See also: bug 35831.
*** Bug 35831 has been marked as a duplicate of this bug. ***
Some folks in the HTML working group explained the issue to me. We're ignoring an important bit in the entity table. Given that the old parser has the right behavior here, we must have that bit somewhere. Investigating.
Looks like I missed this check: http://trac.webkit.org/browser/trunk/WebCore/html/LegacyHTMLDocumentParser.cpp#L834
Created attachment 60073 [details] Patch
Comment on attachment 60073 [details] Patch > + if (entity->code > 255) > + break; What's the meaning of the magic number 255 here? If it was a named constant it could have a name or comment indicating why 255 is the correct number.
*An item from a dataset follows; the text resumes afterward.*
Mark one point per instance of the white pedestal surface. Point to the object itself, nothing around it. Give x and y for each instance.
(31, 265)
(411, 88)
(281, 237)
(In reply to comment #7) > (From update of attachment 60073 [details]) > > + if (entity->code > 255) > > + break; > > What's the meaning of the magic number 255 here? If it was a named constant it could have a name or comment indicating why 255 is the correct number. I bet it's the characters that fit in Latin-1. That's how the code in the legacy tokenizer is written (although it only applies that branch to attribute values, which doesn't match the spec or Minefield). The spec just has a giant table: http://www.whatwg.org/specs/web-apps/current-work/multipage/named-character-references.html#named-character-references
Comment on attachment 60073 [details] Patch Holy shit that needs a comment. No sir, I cannot r+ such madness w/o explanation (or at least a spec link).
Created attachment 60203 [details] Patch
Comment on attachment 60203 [details] Patch Fantastic! Thank you!
Comment on attachment 60203 [details] Patch Clearing flags on attachment: 60203 Committed r62241: <http://trac.webkit.org/changeset/62241>
All reviewed patches have been landed. Closing bug.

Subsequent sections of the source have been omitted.